ISM reports a mild rebound in June manufacturing data
July 01, 2013
Following a month which saw its lowest levels since June 2009 and its first contraction since November 2012, manufacturing activity in June recovered some of its lost ground, according to the Institute for Supply Management’s monthly Manufacturing ISM Report on Business.
The PMI, the index used by the ISM to measure manufacturing activity—at 50.9 in June was ahead of May’s 49.0 by 1.9 percent and slightly ahead of April’s 50.7. June’s PMI is below the 12-month average of 51.2 and it has been over 50 in six of the last seven months.
Economic activity in the manufacturing sector had expanded for 34 straight months prior to contraction in June 2012, and overall economic activity has now expanded for 49 straight months and five times in the first six months of 2013, according to ISM.

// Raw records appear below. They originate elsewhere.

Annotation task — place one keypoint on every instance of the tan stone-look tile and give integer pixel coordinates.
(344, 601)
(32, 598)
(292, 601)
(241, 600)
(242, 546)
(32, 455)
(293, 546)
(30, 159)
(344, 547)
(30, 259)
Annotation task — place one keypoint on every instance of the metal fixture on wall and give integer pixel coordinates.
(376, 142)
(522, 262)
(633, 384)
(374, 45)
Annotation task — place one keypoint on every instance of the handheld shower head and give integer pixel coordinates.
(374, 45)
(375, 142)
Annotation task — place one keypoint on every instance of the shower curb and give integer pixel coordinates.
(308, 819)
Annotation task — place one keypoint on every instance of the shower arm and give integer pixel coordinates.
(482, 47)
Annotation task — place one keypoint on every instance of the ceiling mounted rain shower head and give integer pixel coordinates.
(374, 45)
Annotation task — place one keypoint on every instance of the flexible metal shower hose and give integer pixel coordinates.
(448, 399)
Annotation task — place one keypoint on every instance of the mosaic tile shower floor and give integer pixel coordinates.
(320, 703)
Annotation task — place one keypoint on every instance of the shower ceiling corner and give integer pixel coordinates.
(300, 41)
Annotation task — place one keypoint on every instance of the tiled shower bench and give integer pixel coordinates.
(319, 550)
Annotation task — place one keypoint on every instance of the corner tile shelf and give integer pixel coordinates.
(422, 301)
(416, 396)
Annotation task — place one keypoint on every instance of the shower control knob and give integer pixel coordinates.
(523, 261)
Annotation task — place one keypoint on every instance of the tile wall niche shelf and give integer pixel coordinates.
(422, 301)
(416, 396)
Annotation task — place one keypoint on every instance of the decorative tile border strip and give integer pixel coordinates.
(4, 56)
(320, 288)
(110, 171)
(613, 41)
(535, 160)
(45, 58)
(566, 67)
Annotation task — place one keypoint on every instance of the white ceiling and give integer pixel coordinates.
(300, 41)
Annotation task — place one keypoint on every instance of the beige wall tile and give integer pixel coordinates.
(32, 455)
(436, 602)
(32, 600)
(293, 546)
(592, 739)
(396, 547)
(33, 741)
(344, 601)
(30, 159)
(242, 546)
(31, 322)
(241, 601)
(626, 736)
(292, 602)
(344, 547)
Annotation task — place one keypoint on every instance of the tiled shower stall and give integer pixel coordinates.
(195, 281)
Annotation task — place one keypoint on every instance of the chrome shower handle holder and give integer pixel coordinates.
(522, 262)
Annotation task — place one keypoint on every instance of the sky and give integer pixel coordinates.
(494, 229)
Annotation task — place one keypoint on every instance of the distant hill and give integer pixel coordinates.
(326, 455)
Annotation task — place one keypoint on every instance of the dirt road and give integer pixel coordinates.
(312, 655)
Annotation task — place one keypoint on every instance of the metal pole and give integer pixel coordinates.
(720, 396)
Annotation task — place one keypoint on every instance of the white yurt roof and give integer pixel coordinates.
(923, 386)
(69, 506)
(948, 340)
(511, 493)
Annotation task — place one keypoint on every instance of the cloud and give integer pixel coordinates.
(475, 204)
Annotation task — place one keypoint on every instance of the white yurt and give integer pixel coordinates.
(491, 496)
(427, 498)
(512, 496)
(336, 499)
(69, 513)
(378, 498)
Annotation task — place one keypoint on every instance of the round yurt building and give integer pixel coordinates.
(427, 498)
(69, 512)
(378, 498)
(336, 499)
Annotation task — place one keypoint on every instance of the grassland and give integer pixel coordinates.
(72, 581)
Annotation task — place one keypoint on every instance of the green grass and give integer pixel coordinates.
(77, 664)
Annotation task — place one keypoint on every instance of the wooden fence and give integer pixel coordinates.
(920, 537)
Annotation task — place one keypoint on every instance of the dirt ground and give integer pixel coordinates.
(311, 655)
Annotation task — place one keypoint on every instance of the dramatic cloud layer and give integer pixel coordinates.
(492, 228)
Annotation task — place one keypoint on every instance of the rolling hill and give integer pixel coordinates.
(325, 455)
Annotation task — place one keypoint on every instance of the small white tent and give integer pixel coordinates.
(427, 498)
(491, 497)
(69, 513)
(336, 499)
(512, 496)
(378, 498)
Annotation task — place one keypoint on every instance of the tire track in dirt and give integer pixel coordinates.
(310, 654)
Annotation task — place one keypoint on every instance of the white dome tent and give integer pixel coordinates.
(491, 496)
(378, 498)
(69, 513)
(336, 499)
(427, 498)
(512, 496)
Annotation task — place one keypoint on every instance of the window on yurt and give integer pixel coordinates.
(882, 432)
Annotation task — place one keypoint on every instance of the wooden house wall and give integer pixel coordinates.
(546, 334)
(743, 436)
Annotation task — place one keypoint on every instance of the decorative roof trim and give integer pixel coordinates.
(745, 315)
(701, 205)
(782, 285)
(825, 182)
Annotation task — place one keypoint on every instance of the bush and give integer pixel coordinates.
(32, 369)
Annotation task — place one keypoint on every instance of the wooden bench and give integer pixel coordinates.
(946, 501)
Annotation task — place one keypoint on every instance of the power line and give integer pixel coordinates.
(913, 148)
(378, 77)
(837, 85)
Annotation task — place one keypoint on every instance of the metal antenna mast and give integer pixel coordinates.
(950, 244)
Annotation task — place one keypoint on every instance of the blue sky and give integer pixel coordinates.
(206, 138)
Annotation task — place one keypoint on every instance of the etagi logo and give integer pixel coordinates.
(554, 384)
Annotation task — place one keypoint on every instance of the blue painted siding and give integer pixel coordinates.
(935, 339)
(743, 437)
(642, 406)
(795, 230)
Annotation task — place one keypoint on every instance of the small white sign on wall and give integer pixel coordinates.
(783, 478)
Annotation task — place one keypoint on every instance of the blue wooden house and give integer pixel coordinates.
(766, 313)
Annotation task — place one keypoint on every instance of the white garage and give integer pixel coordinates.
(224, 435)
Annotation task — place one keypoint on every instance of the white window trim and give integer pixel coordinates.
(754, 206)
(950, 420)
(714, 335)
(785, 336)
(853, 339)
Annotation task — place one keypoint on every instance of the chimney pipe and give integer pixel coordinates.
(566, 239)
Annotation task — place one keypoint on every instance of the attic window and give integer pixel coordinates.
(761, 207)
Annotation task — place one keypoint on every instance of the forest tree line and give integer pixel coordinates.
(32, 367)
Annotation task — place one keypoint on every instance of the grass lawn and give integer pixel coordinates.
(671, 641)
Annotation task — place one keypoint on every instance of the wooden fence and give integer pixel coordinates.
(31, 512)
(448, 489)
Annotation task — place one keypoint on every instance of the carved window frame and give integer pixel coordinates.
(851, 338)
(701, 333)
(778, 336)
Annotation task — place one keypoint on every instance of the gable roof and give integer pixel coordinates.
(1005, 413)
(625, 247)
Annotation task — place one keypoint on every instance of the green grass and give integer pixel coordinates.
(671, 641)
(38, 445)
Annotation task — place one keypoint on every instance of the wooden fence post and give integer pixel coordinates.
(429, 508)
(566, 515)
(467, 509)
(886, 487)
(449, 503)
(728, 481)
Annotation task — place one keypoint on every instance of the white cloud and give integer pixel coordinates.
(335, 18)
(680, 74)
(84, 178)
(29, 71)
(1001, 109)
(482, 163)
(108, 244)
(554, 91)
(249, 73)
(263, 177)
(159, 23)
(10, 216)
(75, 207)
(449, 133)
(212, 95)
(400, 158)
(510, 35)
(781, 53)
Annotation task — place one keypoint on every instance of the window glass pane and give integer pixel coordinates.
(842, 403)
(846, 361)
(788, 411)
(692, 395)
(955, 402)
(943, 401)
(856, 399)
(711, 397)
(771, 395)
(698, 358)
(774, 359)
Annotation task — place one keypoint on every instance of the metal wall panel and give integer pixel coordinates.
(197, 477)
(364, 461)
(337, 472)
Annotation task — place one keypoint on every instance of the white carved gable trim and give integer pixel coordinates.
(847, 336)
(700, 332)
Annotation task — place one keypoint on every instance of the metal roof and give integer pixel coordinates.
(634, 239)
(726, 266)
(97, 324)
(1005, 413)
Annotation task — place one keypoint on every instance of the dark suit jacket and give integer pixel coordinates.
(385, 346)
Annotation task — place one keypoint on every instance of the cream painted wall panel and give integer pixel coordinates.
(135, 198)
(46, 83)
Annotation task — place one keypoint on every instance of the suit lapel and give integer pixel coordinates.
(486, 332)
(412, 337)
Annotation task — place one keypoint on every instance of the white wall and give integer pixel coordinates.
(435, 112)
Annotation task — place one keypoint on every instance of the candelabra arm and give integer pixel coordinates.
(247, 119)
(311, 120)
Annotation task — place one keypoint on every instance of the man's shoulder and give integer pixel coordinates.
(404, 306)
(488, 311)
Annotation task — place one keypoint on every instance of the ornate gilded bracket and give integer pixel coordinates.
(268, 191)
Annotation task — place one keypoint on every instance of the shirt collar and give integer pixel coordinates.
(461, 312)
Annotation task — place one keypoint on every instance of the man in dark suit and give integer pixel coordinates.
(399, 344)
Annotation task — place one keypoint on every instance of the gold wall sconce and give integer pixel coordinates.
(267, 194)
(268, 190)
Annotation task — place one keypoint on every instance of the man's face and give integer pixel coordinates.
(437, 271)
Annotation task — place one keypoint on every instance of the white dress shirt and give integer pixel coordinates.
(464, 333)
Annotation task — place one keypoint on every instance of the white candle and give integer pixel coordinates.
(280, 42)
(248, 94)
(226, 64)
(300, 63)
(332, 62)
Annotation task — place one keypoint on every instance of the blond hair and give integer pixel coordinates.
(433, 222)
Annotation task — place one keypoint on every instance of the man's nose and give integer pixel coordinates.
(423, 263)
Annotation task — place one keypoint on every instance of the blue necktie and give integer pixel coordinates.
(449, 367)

New Orders, which are often referred to as the engine that drives manufacturing, recovered from a 3.5 percent drop in May with a 3.1 percent June gain. Production also saw a nice recovery, recovering from May’s 4.9 percent dip with a 4.8 percent increase. May showed contraction for the first time since August 2012 at 48.9 and was only the second time it has contracted since May 2009. Employment was essentially flat, falling 0.1 percent to 50.1. Employment fell 1.4 percent to 48.7.
“I think we are back on track, but the track is one of slow growth and slow improvement in general,” said Bradley J. Holcomb, CPSM, CPSD, chair of the ISM Manufacturing Business Survey Committee, in an interview.
The 3.1 percent increase in New Orders was viewed as welcome news by Holcomb, with gains in orders coming from 11 different industries, according to the report.
And when coupled with the near 5 percent Production pickup, these two metrics, said Holcomb, can be viewed as the two main drivers for June’s PMI increase.
“Looking closely at Production with a 4.8 percent increase, it is to some degree a reflection of working off a little more of the backlog (Backlog of Orders dipped 1.5 percent June to 46.5.) that is always controlled by production management,” explained Holcomb. “Collectively, New Orders and Production are floating this whole boat.”
In the respondent comments section of the report, a fabricated metal products respondent said that while business is steady, qualified CNC machinists are hard to find. Holcomb said this speaks to how, on the manufacturing employment side, certain manufacturing-based skill sets need to be upgraded over time as manufacturing becomes more technological.
He added that this month’s manufacturing number could simply be a brief pause in the long run.
Supplier Deliveries and Inventories both saw gains with Supplier Deliveries up 1.3 percent to 50 and Inventories up 1.5 percent to 50.5.
“Inventories have operated in a well-managed range this year between 46 percent and 50.5,” he said. “Any time there is a bit of a cautious approach; you see and feel slow growth and slow improvements, with companies doing what they have to have low inventories as a way to control costs and not to get caught with too much inventory in case new orders don’t materialize.”
June Prices rose 3.0 percent to 52.5. When prices go up gently in a controlled fashion, Holcomb said it is a reflection of supply and demand, and the fact that prices were sub-50 last month is not terrible but at the same time Holcomb said a longer-term deflationary trend is not welcome. Instead, stability and mild-control inflation is preferred.
When asked about the overall health of the manufacturing sector compared to a year ago, Holcomb said 2013 started out very similarly to 2012, with June and July showing healthy levels.
“The patterns are pretty similar so far,” he said. “We really are expecting and hoping for a better second half and there is reason to be cautiously optimistic about that, but we thought the same thing last year and the year before. It really is up to a whole lot of things beyond our control, regarding a number of things like the economy, weather, and Europe, among others. There is nothing here to indicate that we won’t have a good second half.”